1. Avoid new products
Mature investors: everything you need has already been invented. If a product doesn’t have a track record that includes both good and tough times, ignore it. Let other investors be test pilots.
Young investors: compensate for your inexperience as an investor by sticking to proven products.
2. Don’t be a mutual fund patsy
Young investors: mutual funds can be ideal for new investors who don’t have a lot to invest, but there are more bad ones than goods ones. Choose carefully, stressing low costs and solid returns through up and down markets, and avoid funds coming off chart-topping years because they could disappoint.
Mature investors: exchange-traded funds (ETFs) are vastly cheaper than mutual funds, and you can build sturdy portfolios using as few as four or five of the traditional types of index-tracking ETFs. There’s nothing wrong with a lifetime’s use of mutual funds, but at least consider the ETF alternative.
3. Aside from guaranteed investment certificates (GICs), guarantees are for suckers
Mature investors: guaranteed investment certificates (GICs) are a great bond substitute – higher rates and solid protection against losing money.

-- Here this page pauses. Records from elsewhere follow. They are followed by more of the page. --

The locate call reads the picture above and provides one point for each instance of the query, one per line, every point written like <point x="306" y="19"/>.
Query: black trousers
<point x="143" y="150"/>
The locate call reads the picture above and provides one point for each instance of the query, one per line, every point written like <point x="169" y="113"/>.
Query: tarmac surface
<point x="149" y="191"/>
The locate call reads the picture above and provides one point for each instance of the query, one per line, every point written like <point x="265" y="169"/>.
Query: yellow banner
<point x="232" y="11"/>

All other forms of guaranteed investments, including principal-protected notes and segregated mutual funds, are designed to make money for the investment industry by capitalizing on investor fear. Addendum: segregated funds can make sense from an estate-planning perspective.

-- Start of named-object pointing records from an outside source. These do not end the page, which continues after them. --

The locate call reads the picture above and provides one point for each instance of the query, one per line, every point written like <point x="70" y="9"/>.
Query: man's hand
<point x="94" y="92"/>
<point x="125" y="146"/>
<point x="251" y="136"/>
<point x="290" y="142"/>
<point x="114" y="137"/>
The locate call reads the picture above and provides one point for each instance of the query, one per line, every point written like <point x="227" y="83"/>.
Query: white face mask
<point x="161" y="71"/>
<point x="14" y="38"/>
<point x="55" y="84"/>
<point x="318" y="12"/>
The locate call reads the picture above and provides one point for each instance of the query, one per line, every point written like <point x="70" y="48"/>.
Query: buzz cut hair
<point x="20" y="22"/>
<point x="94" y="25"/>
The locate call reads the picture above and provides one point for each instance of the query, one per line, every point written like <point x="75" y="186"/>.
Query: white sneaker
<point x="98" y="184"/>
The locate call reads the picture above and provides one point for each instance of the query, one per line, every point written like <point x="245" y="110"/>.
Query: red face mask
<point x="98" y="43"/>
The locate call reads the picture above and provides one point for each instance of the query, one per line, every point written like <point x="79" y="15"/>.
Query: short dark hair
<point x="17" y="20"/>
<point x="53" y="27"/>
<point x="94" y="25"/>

Young investors: embrace a sensible level of risk as an investor and ride the markets for 20 or so years. Use time to smooth the stock market’s ups and downs, not costly guarantees.
4. Get and stay engaged
Young investors: the more you push investing off into the future, the more emotional and financial stress you’re likely to experience in financial matters.

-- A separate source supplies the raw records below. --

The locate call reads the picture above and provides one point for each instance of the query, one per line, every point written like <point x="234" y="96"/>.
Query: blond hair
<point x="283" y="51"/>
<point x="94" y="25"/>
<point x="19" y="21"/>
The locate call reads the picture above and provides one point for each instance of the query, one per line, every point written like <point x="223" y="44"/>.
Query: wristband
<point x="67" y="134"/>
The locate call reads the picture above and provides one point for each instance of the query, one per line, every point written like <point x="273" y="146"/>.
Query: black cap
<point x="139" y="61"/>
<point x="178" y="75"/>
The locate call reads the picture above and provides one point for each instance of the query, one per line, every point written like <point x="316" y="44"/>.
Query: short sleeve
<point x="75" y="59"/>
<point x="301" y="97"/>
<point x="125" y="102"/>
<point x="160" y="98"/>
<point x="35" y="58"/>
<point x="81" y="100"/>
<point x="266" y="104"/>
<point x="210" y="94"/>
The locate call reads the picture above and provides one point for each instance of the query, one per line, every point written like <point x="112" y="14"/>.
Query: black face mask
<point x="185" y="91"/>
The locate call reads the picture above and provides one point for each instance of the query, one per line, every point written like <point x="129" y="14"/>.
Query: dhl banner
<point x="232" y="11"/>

Mature investors: can you explain why you own what you do in your portfolio, what your cost of investing is in rough terms and the value you’re getting for the fees you pay? If not, you’re forgetting one of the main rules of investing: no one cares as much about your money as you.
5. Nothing is fatal
Mature investors: you have to follow Rule 4 for this to work. For every investing problem, there’s a solution you can apply if you don’t let things fester too long. Your biggest risk is that you will arrive at your retirement with insufficient savings. You can fix that by investing more before you retire or phasing your retirement rather than just leaving the workforce all at once.
Young investors: any mistake you can make can be fixed, except one. That’s wasting the opportunity to invest early and benefit from decades of compounding.
One last thought for you: the smartest investors are the ones who recognize they don’t know it all. Stay curious.